17/7/09

SILENT SORROW - The broken wings

My neighbours, you remember the dawn of youth with pleasure and regret its passing; but I remember it like a
prisoner who recalls the bars and shackles of his jail. You speak of those years between infancy and youth as a
golden era free from confinement and cares, but I call those years an era of silent sorrow which dropped as a
seed into my heart and grew with it and could find no outlet to the world of Knowledge and wisdom until love
came and opened the heart's doors and lighted its corners. Love provided me with a tongue and tears. You
people remember the gardens and orchids and the meeting places and street corners that witnessed your games
and heard your innocent whispering; and I remember, too, the beautiful spot in North Lebanon. Every time I
close my eyes I see those valleys full of magic and dignity and those mountains covered with glory and
greatness trying to reach the sky. Every time I shut my ears to the clamour of the city I hear the murmur of the
rivulets and the rustling of the branches. All those beauties which I speak of now and which I long to see, as a
child longs for his mother's breast, wounded my spirit, imprisoned in the darkness of youth, as a falcon suffers
in its cage when it sees a flock of birds flying freely in the spacious sky. Those valleys and hills fired my
imagination, but bitter thoughts wove round my heart a net of hopelessness.
Every time I went to the fields I returned disappointed, without understanding the cause of my
disappointment. Every time I looked at the grey sky I felt my heart contract. Every time I heard the singing of
the birds and babbling of the spring I suffered without understanding the reason for my suffering. It is said
that unsophistication makes a man empty and that emptiness makes him carefree. It may be true among those
who were born dead and who exist like frozen corpses; but the sensitive boy who feels much and knows little
is the most unfortunate creature under the sun, because he is torn by two forces. the first force elevates him
and shows him the beauty of existence through a cloud of dreams; the second ties him down to the earth and
fills his eyes with dust and overpowers him with fears and darkness.

Solitude has soft, silky hands, but with strong fingers it grasps the heart and makes it ache with sorrow.

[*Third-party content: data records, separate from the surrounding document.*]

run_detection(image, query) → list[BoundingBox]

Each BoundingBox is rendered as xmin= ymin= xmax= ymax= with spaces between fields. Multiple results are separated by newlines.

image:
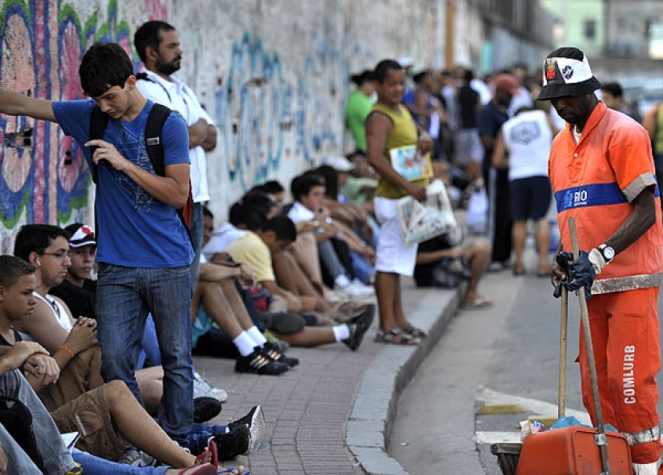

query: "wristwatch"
xmin=598 ymin=244 xmax=615 ymax=263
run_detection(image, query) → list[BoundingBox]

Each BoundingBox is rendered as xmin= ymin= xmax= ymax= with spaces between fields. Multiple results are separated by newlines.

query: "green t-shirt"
xmin=345 ymin=91 xmax=374 ymax=151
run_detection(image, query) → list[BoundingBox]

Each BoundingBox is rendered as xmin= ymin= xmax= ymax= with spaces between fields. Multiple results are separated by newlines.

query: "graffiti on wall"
xmin=213 ymin=27 xmax=352 ymax=192
xmin=0 ymin=0 xmax=356 ymax=233
xmin=0 ymin=0 xmax=164 ymax=233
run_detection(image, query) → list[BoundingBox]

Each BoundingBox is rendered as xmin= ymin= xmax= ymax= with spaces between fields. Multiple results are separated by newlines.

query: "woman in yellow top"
xmin=365 ymin=59 xmax=433 ymax=345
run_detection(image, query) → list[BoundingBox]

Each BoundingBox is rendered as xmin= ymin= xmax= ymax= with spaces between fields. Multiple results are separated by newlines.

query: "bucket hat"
xmin=537 ymin=47 xmax=602 ymax=100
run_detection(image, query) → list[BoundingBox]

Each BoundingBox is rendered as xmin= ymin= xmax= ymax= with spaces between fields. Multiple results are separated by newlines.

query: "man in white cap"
xmin=542 ymin=46 xmax=663 ymax=474
xmin=49 ymin=224 xmax=97 ymax=320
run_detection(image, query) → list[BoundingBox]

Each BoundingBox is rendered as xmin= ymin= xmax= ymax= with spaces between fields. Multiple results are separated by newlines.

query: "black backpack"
xmin=88 ymin=103 xmax=193 ymax=237
xmin=0 ymin=396 xmax=44 ymax=471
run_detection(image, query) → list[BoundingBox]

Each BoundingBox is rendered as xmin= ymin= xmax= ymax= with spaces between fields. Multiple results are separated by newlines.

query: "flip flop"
xmin=462 ymin=296 xmax=493 ymax=309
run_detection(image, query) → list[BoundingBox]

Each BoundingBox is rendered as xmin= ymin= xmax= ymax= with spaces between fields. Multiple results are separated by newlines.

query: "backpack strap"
xmin=88 ymin=105 xmax=110 ymax=184
xmin=143 ymin=103 xmax=171 ymax=177
xmin=144 ymin=104 xmax=194 ymax=242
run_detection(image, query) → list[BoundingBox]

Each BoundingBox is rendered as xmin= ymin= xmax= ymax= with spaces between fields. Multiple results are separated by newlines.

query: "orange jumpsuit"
xmin=549 ymin=101 xmax=663 ymax=467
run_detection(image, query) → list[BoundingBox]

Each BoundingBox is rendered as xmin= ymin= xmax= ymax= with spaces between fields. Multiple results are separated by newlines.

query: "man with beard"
xmin=134 ymin=21 xmax=217 ymax=287
xmin=541 ymin=47 xmax=663 ymax=474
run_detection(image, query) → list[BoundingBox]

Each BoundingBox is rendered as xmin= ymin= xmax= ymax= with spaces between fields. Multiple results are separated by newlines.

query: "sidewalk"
xmin=193 ymin=280 xmax=463 ymax=475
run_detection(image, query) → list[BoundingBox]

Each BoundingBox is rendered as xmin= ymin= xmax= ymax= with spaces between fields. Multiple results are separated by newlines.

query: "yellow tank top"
xmin=655 ymin=105 xmax=663 ymax=154
xmin=370 ymin=103 xmax=429 ymax=198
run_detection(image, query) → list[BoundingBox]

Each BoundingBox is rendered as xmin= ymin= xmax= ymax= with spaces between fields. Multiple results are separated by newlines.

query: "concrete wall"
xmin=0 ymin=0 xmax=453 ymax=252
xmin=0 ymin=0 xmax=552 ymax=252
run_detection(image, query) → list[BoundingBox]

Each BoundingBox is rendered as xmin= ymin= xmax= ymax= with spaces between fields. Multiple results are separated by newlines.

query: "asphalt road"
xmin=389 ymin=248 xmax=663 ymax=475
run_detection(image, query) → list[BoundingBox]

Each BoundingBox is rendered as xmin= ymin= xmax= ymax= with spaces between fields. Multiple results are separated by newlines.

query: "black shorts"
xmin=509 ymin=176 xmax=552 ymax=220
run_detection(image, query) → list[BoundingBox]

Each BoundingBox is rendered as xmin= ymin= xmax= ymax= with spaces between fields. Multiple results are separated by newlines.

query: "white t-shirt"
xmin=286 ymin=201 xmax=316 ymax=224
xmin=202 ymin=222 xmax=247 ymax=260
xmin=501 ymin=109 xmax=552 ymax=181
xmin=136 ymin=68 xmax=214 ymax=203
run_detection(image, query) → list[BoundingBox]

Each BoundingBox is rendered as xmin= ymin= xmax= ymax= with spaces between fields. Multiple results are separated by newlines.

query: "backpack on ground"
xmin=0 ymin=396 xmax=45 ymax=471
xmin=88 ymin=103 xmax=193 ymax=236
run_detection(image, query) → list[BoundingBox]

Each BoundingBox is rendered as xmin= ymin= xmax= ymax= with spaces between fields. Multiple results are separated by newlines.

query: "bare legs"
xmin=375 ymin=271 xmax=408 ymax=332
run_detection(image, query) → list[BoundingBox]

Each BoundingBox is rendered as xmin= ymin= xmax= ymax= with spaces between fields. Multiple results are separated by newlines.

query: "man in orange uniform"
xmin=542 ymin=47 xmax=663 ymax=474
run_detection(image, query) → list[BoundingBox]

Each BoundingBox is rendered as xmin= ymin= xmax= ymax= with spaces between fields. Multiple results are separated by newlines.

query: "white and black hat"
xmin=537 ymin=47 xmax=602 ymax=100
xmin=65 ymin=223 xmax=96 ymax=248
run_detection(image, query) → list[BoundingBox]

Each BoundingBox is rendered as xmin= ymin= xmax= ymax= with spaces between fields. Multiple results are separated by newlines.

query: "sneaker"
xmin=193 ymin=371 xmax=228 ymax=402
xmin=213 ymin=424 xmax=251 ymax=460
xmin=234 ymin=348 xmax=290 ymax=375
xmin=336 ymin=281 xmax=374 ymax=298
xmin=264 ymin=329 xmax=290 ymax=352
xmin=228 ymin=405 xmax=265 ymax=450
xmin=117 ymin=446 xmax=155 ymax=467
xmin=193 ymin=396 xmax=222 ymax=423
xmin=342 ymin=304 xmax=375 ymax=351
xmin=261 ymin=311 xmax=306 ymax=334
xmin=263 ymin=341 xmax=299 ymax=367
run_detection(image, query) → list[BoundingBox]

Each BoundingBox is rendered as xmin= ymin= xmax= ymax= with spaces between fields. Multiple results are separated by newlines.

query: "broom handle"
xmin=569 ymin=217 xmax=611 ymax=474
xmin=558 ymin=284 xmax=568 ymax=420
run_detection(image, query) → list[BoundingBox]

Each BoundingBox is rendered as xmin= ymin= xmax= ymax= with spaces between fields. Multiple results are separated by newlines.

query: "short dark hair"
xmin=0 ymin=255 xmax=35 ymax=290
xmin=315 ymin=165 xmax=338 ymax=199
xmin=79 ymin=42 xmax=134 ymax=98
xmin=203 ymin=207 xmax=214 ymax=220
xmin=241 ymin=192 xmax=276 ymax=213
xmin=13 ymin=224 xmax=69 ymax=262
xmin=262 ymin=216 xmax=297 ymax=242
xmin=601 ymin=82 xmax=623 ymax=98
xmin=373 ymin=59 xmax=402 ymax=83
xmin=290 ymin=173 xmax=324 ymax=202
xmin=228 ymin=202 xmax=268 ymax=231
xmin=350 ymin=69 xmax=374 ymax=86
xmin=134 ymin=20 xmax=176 ymax=63
xmin=253 ymin=180 xmax=285 ymax=194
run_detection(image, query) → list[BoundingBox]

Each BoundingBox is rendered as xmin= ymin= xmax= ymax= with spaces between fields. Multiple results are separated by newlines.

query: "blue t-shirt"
xmin=52 ymin=99 xmax=194 ymax=268
xmin=477 ymin=102 xmax=509 ymax=168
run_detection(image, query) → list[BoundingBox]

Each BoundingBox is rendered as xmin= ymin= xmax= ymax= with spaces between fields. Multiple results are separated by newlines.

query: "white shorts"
xmin=374 ymin=197 xmax=419 ymax=276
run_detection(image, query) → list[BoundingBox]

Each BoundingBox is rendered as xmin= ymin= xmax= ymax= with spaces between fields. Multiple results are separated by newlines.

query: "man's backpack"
xmin=88 ymin=103 xmax=193 ymax=236
xmin=0 ymin=396 xmax=45 ymax=471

Solitude is the ally of sorrow as well as a companion of spiritual exaltation.
The boy's soul undergoing the buffeting of sorrow is like a white lily just unfolding. It trembles before the
breeze and opens its heart to day break and folds its leaves back when the shadow of night comes. If that boy
does not have diversion or friends or companions in his games his life will be like a narrow prison in which he
sees nothing but spider webs and hears nothing but the crawling of insects.

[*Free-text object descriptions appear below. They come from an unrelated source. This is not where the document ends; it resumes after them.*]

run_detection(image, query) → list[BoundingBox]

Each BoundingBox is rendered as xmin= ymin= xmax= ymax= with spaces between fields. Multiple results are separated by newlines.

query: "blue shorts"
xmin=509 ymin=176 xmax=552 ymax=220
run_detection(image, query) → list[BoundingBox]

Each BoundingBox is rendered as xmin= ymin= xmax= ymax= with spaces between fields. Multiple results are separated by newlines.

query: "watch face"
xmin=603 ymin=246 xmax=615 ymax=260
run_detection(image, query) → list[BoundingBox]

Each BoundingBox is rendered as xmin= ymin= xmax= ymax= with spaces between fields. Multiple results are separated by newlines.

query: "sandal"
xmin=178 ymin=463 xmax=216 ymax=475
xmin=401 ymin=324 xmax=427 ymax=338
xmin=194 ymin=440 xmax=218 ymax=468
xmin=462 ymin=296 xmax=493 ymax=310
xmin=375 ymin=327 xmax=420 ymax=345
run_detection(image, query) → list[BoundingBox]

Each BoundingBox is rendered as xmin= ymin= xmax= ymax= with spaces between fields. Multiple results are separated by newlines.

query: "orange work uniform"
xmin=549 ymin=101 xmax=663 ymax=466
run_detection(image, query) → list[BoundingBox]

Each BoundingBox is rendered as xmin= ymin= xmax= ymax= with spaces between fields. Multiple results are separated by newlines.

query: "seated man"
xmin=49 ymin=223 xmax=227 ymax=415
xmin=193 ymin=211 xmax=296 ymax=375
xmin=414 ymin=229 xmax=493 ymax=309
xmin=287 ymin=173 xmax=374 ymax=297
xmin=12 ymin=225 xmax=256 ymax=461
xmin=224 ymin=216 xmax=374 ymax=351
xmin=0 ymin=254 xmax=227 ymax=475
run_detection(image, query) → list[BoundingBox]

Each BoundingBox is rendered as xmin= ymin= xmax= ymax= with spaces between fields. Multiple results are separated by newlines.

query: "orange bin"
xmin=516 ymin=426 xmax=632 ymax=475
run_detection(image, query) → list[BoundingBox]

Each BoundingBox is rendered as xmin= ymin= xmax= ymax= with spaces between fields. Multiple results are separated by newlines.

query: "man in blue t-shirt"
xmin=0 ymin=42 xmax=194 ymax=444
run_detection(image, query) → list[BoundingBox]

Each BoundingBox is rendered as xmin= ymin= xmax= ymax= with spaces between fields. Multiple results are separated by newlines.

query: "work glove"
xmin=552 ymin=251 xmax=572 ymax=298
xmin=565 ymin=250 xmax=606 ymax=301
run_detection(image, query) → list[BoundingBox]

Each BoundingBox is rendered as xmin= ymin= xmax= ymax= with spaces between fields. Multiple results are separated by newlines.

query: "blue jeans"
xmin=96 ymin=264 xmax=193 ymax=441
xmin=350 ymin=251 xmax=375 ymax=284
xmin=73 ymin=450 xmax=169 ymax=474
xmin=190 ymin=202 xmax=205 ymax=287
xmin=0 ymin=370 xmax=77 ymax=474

That sorrow which obsessed me during my youth was not caused by lack of amusement, because I could have
had it; neither from lack of friends, because I could have found them. That sorrow was caused by an inward
ailment which made me love solitude. It killed in me the inclination for games and amusement. It removed
from my shoulders the wings of youth and made me like a pong of water between mountains which reflects in
its calm surface the shadows of ghosts and the colours of clouds and trees, but cannot find an outlet by which
to pass singing to the sea.
Thus was my life before I attained the age of eighteen. That year is like a mountain peak in my life, for it
awakened knowledge in me and made me understand the vicissitudes of mankind. In that year I was reborn
and unless a person is born again his life will remain like a blank sheet in the book of existence. In that year, I
saw the angels of heaven looking at me through the eyes of a beautiful woman. I also saw the devils of hell
raging in the heart of an evil man. He who does not see the angels and devils in the beauty and malice of life
will be far removed from knowledge, and his spirit will be empty of affection.